I agree with CM if your have that much resentment then get out. Your son is old enough to handle a divorce. Don't allow your feelings to be written off, feel them, deal with them and then act on them.


----------



## IsGirl3 (Nov 13, 2012)

are you trying to convince yourself that it's time to leave? there's a reason why your husband doesn't believe that you will leave. have you threatened to leave before? what in the world is holding you back?


----------



## sinnister (Dec 5, 2010)

When a woman is done...she's done. I know virtually nothing about the fairer sex except that they are pretty much done once they're done.

OP...try to break it to him firmly but calmly.
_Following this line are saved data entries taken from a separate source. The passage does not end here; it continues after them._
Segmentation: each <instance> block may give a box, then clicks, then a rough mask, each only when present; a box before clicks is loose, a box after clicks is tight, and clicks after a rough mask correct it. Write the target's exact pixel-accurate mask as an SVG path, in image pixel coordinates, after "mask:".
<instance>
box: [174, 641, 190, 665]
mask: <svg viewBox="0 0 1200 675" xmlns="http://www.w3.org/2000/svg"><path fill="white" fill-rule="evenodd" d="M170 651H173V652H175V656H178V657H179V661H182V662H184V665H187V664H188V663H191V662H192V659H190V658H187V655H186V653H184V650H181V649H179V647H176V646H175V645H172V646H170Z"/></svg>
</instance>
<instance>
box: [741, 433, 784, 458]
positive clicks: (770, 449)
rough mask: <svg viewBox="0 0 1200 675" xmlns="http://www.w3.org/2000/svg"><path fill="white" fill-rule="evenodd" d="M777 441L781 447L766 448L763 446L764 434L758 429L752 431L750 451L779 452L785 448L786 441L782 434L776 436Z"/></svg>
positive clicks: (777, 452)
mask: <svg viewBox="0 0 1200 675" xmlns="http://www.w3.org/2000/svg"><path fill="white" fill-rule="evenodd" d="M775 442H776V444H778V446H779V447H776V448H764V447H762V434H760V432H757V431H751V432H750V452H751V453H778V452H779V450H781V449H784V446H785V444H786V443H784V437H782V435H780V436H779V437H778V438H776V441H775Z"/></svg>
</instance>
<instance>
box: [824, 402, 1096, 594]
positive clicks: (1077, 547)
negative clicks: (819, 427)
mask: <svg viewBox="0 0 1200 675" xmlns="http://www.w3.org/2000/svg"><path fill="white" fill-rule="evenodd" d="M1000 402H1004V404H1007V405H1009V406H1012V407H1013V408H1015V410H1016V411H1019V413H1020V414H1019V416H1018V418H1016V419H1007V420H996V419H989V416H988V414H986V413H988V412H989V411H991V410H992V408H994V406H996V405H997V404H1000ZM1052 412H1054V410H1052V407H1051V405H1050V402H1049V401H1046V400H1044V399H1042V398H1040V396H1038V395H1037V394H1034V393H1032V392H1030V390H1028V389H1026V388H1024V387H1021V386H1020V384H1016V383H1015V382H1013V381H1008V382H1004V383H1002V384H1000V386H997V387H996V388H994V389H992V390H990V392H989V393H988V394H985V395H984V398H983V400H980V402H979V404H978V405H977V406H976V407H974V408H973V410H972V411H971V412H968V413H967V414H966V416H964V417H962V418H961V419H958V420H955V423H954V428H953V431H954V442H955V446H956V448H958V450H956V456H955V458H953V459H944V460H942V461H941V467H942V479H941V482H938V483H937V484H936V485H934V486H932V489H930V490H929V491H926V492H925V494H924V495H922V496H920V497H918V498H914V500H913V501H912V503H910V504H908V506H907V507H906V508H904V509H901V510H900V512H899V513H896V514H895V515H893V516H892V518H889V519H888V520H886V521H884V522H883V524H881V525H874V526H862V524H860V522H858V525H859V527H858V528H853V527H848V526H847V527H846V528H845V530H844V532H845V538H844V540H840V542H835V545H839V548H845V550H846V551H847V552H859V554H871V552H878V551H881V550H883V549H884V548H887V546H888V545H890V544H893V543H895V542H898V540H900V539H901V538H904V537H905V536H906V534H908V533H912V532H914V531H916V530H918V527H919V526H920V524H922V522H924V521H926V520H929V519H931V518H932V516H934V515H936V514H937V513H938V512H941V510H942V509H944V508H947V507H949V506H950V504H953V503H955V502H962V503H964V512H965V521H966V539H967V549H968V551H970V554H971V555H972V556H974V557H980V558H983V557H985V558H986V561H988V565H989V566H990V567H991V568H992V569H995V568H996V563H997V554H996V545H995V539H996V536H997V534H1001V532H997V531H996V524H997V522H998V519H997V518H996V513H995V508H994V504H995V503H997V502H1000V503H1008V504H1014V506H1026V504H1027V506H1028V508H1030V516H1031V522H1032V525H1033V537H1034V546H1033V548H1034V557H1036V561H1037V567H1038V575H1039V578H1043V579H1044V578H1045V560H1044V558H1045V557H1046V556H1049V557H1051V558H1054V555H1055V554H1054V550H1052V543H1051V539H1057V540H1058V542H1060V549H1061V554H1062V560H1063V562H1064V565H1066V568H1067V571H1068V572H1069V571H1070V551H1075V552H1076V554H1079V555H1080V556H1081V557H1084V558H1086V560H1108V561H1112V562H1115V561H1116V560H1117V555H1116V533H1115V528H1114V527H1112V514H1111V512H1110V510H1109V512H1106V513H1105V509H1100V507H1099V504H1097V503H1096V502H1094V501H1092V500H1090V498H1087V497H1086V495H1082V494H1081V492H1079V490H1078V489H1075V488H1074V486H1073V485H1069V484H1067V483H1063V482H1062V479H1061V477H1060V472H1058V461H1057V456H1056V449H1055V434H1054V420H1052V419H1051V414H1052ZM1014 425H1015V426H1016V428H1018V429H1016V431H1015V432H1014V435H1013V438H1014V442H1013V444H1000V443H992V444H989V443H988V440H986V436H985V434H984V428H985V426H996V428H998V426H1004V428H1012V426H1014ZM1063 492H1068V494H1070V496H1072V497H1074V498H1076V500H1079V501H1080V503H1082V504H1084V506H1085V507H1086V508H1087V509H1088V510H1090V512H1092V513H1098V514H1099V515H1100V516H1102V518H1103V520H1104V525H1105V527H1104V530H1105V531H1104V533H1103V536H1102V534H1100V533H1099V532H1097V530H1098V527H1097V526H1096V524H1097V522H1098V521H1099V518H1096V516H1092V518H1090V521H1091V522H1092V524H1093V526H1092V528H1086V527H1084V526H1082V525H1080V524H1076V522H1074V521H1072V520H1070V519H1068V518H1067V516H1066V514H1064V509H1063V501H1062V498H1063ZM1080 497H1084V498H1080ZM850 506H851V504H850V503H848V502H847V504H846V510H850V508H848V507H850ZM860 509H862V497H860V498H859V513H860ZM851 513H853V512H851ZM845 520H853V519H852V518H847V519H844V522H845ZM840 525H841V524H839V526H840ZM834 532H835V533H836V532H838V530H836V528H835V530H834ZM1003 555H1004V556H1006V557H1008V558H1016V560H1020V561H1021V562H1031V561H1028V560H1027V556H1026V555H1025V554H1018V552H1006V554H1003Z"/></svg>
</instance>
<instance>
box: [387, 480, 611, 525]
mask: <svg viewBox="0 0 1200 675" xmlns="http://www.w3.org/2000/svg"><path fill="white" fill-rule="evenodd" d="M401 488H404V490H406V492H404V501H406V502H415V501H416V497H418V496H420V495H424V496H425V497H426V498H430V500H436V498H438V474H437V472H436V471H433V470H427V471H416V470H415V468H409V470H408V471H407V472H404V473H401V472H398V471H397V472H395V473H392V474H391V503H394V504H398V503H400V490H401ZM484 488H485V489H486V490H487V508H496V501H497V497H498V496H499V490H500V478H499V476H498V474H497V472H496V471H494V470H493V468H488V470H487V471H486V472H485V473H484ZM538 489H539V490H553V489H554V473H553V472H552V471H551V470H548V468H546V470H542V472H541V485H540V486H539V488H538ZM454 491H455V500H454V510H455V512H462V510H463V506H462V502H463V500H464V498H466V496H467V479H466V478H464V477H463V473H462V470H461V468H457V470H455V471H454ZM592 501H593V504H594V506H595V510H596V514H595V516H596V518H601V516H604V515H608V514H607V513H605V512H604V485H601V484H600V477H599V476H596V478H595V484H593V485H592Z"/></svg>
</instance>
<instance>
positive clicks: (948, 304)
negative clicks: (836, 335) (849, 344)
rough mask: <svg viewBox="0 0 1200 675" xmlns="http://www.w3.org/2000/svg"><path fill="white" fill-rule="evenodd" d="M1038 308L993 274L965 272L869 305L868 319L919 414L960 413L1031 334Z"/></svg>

He may be in denial because he loves you.


----------



## ohno (Jul 11, 2013)

MINUS the 13 year old son and previous separation and paying His way, this sounds A LOT like MY wife when she is in a "hate you" phase. "I told you I hate you that I am done and we are through as a couple". But then there is the "I love you" phase which usually comes after the "hate you" phase by some random period of time not more than a week. That phase goes like, "I really do love you and want to work things out and for us to be a team again." 

I am hoping you are consistent in what you are telling him, sugarbunny. You can tell him either he has to leave or you will leave. The fact that you are still there and papers have not yet been served might give him the idea that things will eventually blow over.


----------